What about Mama? Could Mama go away? I devised a mantra to comfort myself. Every time Mama left to go to the store or work, I’d jump on a trunk that stood beneath the window, watch her drive away, and chant, “My Mama go. My Mama come back. My Mama go. My Mama come back.” I gradually convinced myself my Mama would never go away.
But then I learned there was something worse. She could die! What if she died?
This was a whole new fear, more terrible than all the other fears a three-year-old could have. I knew there were all kinds of scary things that could happen to me.
• I knew bad things would happen if I stepped on a crack.
• I knew I’d get warts if I touched a frog.
• I knew I’d go blind if a daddy long legs spit in my eye.
But I had ways to defend myself from them – crossing my fingers, closing my eyes, making wishes…or by running away screaming.
But all of the threats of my childhood didn’t come close to this new one. This one was serious. Too serious for crossed fingers, wishes, or running away.
I was sure God could help me if I prayed to Him. But I didn’t pray to God to not let Mama die. I was afraid if I asked Him to not let Mama die, it might give Him the idea, so I tricked Him.
“Dear God, please let Mama wake up feeling good in the morning,”
I prayed every night before I could go to sleep. I don’t remember when I stopped, maybe in high school.
But, wait! I could die too! I needed to pray to God about that as well. But I didn’t need to make up a trick prayer for that. There was already a prayer. It didn’t quite serve to keep me alive, but it would have to do. All I had to do was pray as faithfully as I prayed for Mama.
I pray the Lord my soul to keep,
If I should die before I wake,
I pray the Lord my soul to take.
I kept praying and Mama and I both lived on. I still made wishes for other things. They sometimes worked and sometimes didn’t. But prayers weren’t for silly things. They were just for protection from the unthinkable.
Now I know I wasn’t the first person to depend on chants or prayer to ward off evil (but maybe the youngest). For centuries people have done made little targeted prayers.
“It could rain and spoil the wedding, God forbid.”
“Johnny could get hurt riding his bike, God forbid.”
“If you go out in this weather, you’ll get pneumonia, God forbid.”
Different groups have developed their own evil-avoiding rituals. Spitting seems to have been an important part of many of them.
My husband told me about the rituals that his Jewish grandmother used – mainly to avoid a keinahora, which was a curse disguised as a compliment, an evil eye. For example, if a neighbor looked at a newborn baby in his grandmother’s arms and said, “What a beautiful baby!” it was terrible. She had given the child a keinahora.
But Grandma Reuben would spring into action even before the words had completely left the woman’s lips.

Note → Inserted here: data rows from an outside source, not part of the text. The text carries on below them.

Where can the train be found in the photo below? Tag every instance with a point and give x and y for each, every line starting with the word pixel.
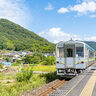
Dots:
pixel 72 57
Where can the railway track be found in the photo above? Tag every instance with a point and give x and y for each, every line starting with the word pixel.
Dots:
pixel 52 88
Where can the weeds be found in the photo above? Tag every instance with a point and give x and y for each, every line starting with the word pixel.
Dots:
pixel 24 75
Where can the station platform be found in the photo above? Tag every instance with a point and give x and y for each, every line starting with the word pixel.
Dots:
pixel 83 84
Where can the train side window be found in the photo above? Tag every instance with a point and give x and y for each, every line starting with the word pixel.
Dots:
pixel 80 51
pixel 69 52
pixel 60 52
pixel 91 54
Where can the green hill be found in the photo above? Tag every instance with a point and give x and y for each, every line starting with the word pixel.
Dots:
pixel 15 37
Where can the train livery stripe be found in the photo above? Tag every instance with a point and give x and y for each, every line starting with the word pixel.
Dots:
pixel 88 89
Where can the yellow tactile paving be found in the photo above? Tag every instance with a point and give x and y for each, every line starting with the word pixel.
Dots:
pixel 88 89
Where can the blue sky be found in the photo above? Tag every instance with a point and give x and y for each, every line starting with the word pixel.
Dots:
pixel 55 20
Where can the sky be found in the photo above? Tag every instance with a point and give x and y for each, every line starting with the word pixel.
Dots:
pixel 55 20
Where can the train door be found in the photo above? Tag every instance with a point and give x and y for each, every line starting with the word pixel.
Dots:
pixel 69 55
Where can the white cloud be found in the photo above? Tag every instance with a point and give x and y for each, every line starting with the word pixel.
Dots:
pixel 49 7
pixel 92 38
pixel 84 7
pixel 92 16
pixel 63 10
pixel 15 11
pixel 56 34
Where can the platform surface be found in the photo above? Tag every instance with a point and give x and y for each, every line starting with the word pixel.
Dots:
pixel 82 85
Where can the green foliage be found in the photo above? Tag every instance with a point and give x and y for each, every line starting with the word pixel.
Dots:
pixel 15 37
pixel 50 76
pixel 24 75
pixel 7 59
pixel 38 58
pixel 18 61
pixel 1 66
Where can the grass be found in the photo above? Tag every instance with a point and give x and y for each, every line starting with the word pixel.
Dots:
pixel 44 68
pixel 16 88
pixel 20 87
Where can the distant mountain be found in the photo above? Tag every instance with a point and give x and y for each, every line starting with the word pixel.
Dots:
pixel 92 44
pixel 15 37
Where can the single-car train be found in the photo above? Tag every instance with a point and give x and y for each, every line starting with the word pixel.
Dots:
pixel 72 57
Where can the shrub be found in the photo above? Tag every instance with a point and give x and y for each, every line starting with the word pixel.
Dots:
pixel 24 75
pixel 1 66
pixel 50 76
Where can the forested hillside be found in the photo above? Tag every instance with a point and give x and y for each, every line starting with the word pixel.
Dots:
pixel 15 37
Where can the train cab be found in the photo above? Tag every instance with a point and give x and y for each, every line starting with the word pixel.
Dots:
pixel 72 57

“Tu, tu, tu,” she’d say, then spit.
Grandma Reuben was as steadfast in performing this rite as I was at my prayers. Whenever the family was in danger of a keinahora, she saved them. When Ronnie told her he got a perfect report card, “Tu, tu, tu,” and spit. When Sophie announced Joe had proposed and she was so happy. “Tu, tu, tu,” she said, and spit.
People tell me these rituals don’t work and that God doesn’t answer prayers. All I know is, for all the years I said my prayer and beyond, Mama woke up feeling pretty good in the morning.